Towards Universal Gene Regulatory Network Inference: Unlocking Generalizable Regulatory Knowledge in Single-cell Foundation Models
Abstract
Gene Regulatory Network (GRN) inference is essential for understanding complex cellular mechanisms, rendered tractable through single-cell transcriptomic data. With the emergence of single-cell Foundation Models (scFMs), enhanced transcriptomic encoding is widely expected to revolutionize GRN inference. However, we observe that their performance remains far from satisfactory. The primary reason is that the standard reconstruction-based pre-training objectives often fail to explicitly capture latent regulatory signals. To bridge this gap, we first introduce a GRN generalization benchmark designed to evaluate regulatory predictions on unseen genes and datasets, which relies on the zero-shot capabilities of scFMs and is inherently challenging for traditional methods.

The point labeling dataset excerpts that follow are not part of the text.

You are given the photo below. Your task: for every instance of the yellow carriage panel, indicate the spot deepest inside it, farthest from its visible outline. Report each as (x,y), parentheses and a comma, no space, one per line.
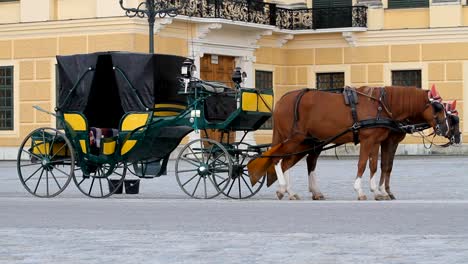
(109,147)
(257,102)
(76,121)
(133,121)
(127,146)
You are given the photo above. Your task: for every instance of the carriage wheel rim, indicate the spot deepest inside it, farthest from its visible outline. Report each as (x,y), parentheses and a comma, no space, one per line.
(198,175)
(48,166)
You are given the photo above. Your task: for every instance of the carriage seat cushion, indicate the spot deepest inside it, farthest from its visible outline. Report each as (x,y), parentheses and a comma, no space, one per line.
(219,107)
(96,134)
(213,87)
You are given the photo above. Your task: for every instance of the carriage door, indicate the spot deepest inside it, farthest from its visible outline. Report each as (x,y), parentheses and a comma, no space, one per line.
(332,13)
(217,68)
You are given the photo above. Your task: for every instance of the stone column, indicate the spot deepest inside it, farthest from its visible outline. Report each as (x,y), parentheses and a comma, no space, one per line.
(370,3)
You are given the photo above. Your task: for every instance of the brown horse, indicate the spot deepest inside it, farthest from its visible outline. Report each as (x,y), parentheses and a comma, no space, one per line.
(306,120)
(389,147)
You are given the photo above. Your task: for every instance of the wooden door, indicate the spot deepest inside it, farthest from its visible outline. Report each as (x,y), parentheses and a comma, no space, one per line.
(218,69)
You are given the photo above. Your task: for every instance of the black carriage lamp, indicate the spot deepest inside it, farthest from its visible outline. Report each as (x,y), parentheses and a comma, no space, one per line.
(188,69)
(238,77)
(151,9)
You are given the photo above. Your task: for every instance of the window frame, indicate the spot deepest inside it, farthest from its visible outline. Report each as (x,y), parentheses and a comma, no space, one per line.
(269,123)
(420,77)
(331,81)
(11,88)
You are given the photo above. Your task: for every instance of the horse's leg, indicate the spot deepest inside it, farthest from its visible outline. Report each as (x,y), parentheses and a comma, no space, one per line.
(389,147)
(313,186)
(373,160)
(292,194)
(365,150)
(286,164)
(281,181)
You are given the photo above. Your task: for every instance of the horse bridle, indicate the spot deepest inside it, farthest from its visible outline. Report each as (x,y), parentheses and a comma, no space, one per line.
(436,108)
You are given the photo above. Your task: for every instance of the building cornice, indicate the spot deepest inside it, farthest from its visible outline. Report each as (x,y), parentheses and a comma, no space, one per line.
(412,36)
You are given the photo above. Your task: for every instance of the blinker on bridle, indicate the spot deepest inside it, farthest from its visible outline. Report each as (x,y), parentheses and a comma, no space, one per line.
(437,108)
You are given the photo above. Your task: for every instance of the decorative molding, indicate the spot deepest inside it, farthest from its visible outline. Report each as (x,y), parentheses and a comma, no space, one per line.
(162,23)
(283,39)
(350,37)
(259,35)
(204,29)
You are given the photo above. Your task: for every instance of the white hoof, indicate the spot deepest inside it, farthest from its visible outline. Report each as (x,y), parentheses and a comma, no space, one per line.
(279,195)
(294,197)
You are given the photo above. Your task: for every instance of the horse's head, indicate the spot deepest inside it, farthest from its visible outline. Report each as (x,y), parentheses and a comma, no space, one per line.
(454,122)
(436,115)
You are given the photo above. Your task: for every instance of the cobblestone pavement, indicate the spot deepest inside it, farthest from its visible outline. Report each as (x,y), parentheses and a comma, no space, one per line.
(427,224)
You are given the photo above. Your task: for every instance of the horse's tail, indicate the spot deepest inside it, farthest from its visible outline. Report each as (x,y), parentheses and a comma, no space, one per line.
(260,166)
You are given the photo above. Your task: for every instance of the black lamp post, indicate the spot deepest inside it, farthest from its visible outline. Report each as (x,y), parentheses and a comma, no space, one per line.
(151,9)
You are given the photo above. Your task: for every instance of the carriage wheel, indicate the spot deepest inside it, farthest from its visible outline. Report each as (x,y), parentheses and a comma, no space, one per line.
(45,162)
(100,180)
(203,168)
(240,187)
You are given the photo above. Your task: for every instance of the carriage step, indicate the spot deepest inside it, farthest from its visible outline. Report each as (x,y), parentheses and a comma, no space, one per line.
(149,170)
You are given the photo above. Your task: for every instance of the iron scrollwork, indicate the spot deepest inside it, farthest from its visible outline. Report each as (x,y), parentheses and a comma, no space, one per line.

Furthermore, to unlock the regulatory knowledge within the foundation models, we propose two novel methods, Virtual Value Perturbation and Gradient Trajectory, to distill implicit regulatory information from scFMs into highly generalizable inter-gene features. Extensive experiments demonstrate that our approach significantly outperforms existing methods, establishing a new paradigm for leveraging the potential of scFMs in universal GRN inference.